When the U.S. military withdrew warfighters from Afghanistan, one of the biggest challenges was to maintain data flow across the joint forces while dismantling a 20-year-old traditional infrastructure. To keep information moving, DOD rapidly replaced the legacy IT infrastructure with a cloud-native network.
This transformational network did more than simply maintain data flow. The cloud-native approach offered increased data storage, resilience to server crashes, increased flexibility in data access, and faster data transmission.
The success of the cloud-native network in Afghanistan is a timely example as the U.S. Indo-Pacific Command speeds its efforts to deliver a mission partner environment (MPE) for the command’s urgent regional objectives.

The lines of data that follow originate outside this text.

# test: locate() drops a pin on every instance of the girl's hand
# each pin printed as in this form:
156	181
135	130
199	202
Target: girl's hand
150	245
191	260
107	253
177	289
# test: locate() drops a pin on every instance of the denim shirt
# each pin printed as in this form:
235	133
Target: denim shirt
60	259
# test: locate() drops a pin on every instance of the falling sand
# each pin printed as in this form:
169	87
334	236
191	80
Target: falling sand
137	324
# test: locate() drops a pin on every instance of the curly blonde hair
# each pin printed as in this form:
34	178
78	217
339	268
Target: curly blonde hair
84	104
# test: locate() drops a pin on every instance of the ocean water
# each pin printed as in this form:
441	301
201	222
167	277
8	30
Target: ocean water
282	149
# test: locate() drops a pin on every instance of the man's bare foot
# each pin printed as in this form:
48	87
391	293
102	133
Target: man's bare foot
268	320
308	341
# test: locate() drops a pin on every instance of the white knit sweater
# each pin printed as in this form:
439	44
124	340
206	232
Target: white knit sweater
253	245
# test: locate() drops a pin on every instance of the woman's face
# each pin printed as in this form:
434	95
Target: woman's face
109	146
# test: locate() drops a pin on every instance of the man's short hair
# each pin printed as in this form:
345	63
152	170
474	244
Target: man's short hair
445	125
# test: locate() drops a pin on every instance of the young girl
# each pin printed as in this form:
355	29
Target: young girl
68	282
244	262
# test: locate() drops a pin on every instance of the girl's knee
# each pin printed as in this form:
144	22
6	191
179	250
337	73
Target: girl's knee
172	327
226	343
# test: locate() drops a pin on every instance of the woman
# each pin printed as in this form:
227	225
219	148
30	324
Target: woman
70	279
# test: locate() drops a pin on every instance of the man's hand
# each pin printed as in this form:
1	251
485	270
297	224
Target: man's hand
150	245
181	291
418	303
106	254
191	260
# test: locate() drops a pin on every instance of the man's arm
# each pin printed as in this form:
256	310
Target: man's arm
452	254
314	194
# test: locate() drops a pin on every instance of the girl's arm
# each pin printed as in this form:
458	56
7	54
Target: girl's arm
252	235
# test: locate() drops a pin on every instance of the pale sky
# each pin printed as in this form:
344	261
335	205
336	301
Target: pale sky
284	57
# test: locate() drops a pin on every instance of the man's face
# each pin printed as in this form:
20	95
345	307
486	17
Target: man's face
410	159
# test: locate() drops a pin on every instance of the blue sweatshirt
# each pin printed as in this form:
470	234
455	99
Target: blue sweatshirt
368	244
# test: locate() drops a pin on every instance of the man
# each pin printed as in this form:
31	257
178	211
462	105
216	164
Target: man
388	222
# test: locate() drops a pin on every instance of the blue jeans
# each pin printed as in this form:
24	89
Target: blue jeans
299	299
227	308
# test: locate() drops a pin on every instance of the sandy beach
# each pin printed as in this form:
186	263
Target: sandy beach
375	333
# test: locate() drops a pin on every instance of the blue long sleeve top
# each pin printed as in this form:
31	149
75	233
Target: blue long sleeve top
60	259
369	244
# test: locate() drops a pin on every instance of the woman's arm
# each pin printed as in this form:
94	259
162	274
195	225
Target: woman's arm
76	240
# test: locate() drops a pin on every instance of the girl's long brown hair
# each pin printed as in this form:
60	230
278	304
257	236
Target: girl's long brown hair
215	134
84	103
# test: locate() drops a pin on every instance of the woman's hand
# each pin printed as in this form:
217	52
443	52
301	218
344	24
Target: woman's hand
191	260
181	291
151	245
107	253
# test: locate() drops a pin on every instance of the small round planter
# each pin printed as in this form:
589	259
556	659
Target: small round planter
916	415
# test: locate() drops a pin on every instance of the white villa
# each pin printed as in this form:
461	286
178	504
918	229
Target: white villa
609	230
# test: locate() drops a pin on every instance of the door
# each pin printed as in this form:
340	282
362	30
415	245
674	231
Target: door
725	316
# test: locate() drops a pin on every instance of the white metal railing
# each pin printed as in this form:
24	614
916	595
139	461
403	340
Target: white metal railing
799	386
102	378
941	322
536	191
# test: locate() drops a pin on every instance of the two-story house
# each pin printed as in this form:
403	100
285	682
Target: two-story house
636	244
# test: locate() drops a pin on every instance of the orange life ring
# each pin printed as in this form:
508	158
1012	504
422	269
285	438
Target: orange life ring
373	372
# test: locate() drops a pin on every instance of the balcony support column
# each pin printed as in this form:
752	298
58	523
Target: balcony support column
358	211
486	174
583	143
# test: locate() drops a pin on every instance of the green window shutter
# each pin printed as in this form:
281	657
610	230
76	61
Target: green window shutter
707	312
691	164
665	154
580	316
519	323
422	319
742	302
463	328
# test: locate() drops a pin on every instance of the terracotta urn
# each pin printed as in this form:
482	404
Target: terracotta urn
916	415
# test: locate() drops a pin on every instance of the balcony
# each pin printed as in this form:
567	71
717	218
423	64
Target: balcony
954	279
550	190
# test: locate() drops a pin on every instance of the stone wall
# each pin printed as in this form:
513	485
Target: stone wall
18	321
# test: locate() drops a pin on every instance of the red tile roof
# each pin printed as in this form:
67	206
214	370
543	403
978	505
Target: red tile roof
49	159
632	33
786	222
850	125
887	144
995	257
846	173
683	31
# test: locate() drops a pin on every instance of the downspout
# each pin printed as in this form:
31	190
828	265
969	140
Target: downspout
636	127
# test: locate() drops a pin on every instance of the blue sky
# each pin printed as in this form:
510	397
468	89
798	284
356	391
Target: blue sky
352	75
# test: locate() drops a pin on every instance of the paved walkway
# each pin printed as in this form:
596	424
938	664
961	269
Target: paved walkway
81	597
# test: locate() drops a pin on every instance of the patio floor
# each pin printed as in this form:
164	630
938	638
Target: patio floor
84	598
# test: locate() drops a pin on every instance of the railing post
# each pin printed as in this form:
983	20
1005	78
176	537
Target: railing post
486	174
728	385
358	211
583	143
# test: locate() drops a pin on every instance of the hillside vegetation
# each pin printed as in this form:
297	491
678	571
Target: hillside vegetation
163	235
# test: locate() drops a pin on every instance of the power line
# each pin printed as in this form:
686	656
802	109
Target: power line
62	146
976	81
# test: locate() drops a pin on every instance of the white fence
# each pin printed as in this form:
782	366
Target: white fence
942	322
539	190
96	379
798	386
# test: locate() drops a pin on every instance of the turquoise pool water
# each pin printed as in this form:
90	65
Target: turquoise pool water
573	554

The aim of an MPE is to support rapid, secure information transfer among the joint forces and trusted international allies.

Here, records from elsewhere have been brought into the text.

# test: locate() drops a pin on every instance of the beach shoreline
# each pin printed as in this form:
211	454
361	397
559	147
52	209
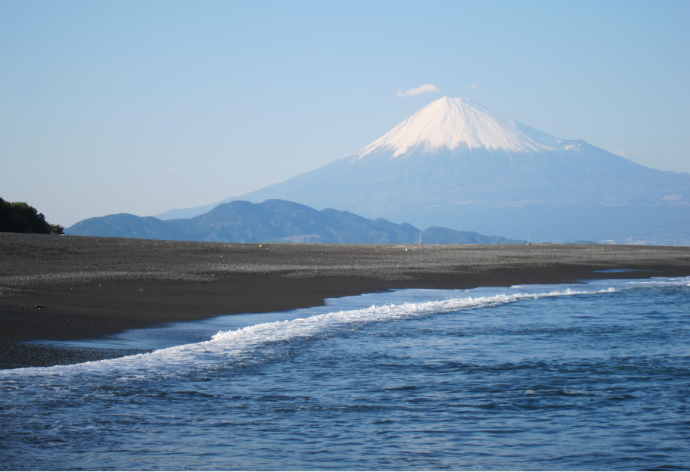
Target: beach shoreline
60	288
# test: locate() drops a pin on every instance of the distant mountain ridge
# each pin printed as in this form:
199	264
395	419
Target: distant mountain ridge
275	221
458	165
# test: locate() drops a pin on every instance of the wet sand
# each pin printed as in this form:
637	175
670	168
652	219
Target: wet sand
75	287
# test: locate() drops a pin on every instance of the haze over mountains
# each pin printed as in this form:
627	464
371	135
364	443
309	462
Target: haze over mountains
275	221
458	165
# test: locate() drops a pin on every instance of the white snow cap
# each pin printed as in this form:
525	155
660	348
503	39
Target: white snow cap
452	122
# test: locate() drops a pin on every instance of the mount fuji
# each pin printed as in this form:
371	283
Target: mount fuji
458	165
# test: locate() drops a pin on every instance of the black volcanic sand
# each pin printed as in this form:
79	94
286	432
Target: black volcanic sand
78	287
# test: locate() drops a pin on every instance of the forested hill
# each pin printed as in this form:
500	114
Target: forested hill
275	221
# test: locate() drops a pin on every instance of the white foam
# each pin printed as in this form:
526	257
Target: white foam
228	346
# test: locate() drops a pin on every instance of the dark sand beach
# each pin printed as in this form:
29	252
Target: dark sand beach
72	287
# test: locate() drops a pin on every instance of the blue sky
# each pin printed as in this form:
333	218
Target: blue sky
140	107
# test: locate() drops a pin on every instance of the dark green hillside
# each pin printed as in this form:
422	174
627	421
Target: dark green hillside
275	221
20	217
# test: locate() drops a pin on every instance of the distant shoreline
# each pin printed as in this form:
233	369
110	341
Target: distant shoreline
76	287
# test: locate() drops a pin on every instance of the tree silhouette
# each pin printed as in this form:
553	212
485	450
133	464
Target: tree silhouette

To maximize speed to insight, data optimization, and scalability, an MPE must be built on a data-centric, cloud-native network. As the Department of Defense builds toward this forward-looking goal, two factors are critical for success: 1) establishing zero-trust security and 2) building with a data-centric, open-architecture approach.

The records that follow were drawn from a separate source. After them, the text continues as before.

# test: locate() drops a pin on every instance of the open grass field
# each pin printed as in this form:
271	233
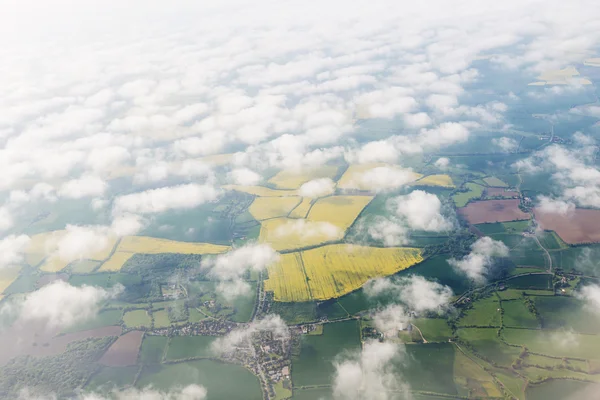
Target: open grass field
153	348
471	379
430	368
103	318
555	343
108	378
215	376
137	319
290	234
161	319
475	191
500	192
516	314
485	312
436	180
495	182
485	342
479	212
293	179
340	211
576	227
181	347
272	207
560	389
261	191
357	176
7	276
334	270
314	365
562	312
150	245
302	209
124	352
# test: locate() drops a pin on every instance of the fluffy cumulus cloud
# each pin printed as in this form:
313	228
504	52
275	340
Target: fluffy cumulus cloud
475	265
166	198
12	248
370	373
242	336
59	304
229	268
317	188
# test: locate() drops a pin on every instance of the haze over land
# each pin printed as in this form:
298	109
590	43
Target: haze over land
307	200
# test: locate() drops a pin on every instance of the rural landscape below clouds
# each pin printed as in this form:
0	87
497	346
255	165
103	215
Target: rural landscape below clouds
299	200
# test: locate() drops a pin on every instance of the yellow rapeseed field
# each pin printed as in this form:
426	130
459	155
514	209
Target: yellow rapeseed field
8	276
116	261
293	179
290	233
436	180
150	245
354	178
272	207
302	209
261	191
334	270
341	211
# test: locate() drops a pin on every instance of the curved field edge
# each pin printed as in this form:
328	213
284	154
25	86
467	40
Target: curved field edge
334	270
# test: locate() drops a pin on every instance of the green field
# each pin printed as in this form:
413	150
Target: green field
486	343
484	312
181	347
555	343
516	314
104	318
108	378
153	348
562	312
137	319
474	191
433	329
216	377
161	319
314	365
539	281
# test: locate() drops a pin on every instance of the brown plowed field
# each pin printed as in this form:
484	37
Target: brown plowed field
124	351
479	212
491	192
578	226
35	339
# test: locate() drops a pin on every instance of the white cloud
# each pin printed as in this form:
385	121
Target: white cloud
475	264
229	268
442	163
244	176
166	198
241	337
506	144
317	188
420	210
189	392
369	374
11	250
59	304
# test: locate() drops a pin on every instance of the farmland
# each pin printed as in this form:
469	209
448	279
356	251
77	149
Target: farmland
479	212
334	270
293	179
271	207
435	180
473	191
578	226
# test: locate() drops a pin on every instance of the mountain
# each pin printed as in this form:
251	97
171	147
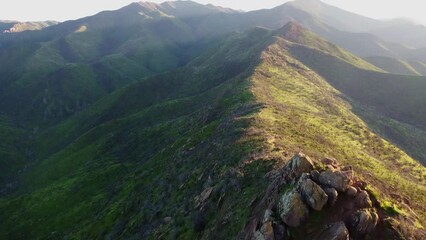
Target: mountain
397	66
134	164
180	120
13	26
398	31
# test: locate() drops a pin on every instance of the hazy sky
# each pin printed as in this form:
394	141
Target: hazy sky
30	10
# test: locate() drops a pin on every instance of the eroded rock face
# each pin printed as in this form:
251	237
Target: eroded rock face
299	164
292	209
362	200
351	191
332	195
334	231
313	194
363	222
336	179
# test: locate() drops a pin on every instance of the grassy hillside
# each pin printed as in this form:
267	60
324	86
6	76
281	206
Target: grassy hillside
185	154
13	153
394	65
182	130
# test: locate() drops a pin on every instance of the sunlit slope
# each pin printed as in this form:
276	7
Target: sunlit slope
185	154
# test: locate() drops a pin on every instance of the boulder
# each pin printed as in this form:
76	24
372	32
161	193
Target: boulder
267	231
336	179
315	175
363	222
332	195
334	231
300	163
362	200
351	191
312	194
291	208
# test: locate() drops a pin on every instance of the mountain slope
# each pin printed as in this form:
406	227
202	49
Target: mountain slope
397	31
393	65
13	26
93	56
185	154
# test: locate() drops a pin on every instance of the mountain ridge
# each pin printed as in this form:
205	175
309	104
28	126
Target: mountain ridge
158	128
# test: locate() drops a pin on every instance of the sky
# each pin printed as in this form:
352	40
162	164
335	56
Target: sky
61	10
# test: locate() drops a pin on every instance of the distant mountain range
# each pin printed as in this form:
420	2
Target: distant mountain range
14	26
176	120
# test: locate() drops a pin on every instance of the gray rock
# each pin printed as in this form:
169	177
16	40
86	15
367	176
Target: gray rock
332	195
363	222
300	163
351	191
334	231
312	194
291	208
362	200
266	231
336	179
315	175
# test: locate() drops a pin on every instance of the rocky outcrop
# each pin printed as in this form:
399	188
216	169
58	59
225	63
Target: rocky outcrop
362	200
363	222
332	195
312	194
299	164
351	191
292	209
334	231
335	190
335	179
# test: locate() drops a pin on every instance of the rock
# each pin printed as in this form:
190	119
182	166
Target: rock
360	184
347	168
267	231
279	231
351	191
291	209
300	163
362	200
332	195
336	179
363	222
315	175
312	194
329	161
334	231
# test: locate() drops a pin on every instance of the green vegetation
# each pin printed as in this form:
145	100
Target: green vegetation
395	66
139	133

Multilevel Security Using Zero Trust
The first element is security. Legacy network infrastructure has traditionally relied on cross domain security solutions that transfer data between two systems with a physical network cable. This approach has drawbacks, especially for an MPE: data is siloed, and there are often login delays, crashes, and no access for users in remote locations.
Another common security solution is a firewall, a network security device that filters network traffic. The problem with a firewall? If an adversary manages to hack it, they’ve crossed the moat into your data kingdom, ready to lurk or wreak havoc.
Zero trust security overcomes these drawbacks by securing data at multiple checkpoints. Think of Revolutionary War couriers sending secret documents. Spies and informants devised a code which they used for intelligence missives, wrote in invisible ink, sealed the document with a wax signet, and used a key to decode the cipher.
Like those early patriots, a zero trust strategy relies on more than one tactic. It doesn’t just build a wall. It continuously verifies a user’s attributes: identity, device, behavior patterns, endpoint hardware, geolocation—and more—before granting access to the data. What’s more, it enables flexible groupings, or tetragraphs, which can be assembled and dismantled as the mission requires.
This multilevel security approach is vital for MPE. Zero trust enables coalition members, interagency partners, non-governmental organizations, and other trusted partners to rapidly access information from a single interface, such as a laptop or mobile phone, making the information-sharing process flexible.
Data-Centric, Cloud-Native Transformation
An open architecture approach to a joint forces MPE begins with the shift from traditional network infrastructure to a cloud-native data environment. Instead of purchasing a proprietary solution that could be obsolete in five years, the MPE can evolve with open-source solutions tailored to fit the platform. This enables the phased rollout of a scalable, context-aware environment that integrates new technology and adapts over time.
Adopting a data-centric posture makes agile modernization possible while protecting data at rest and in motion across email, chat, files, and other formats—enabling lifesaving, real-time collaboration that secures victory in complex missions.
Using the cloud is key to delivering fast insights for joint missions. Secret mission enclaves and cross domain solutions will still play a critical role in the MPE. But cloud-native networking developed with open architecture principles and secured with zero trust offers an effective path to help the U.S. and its allies know, act, and win faster.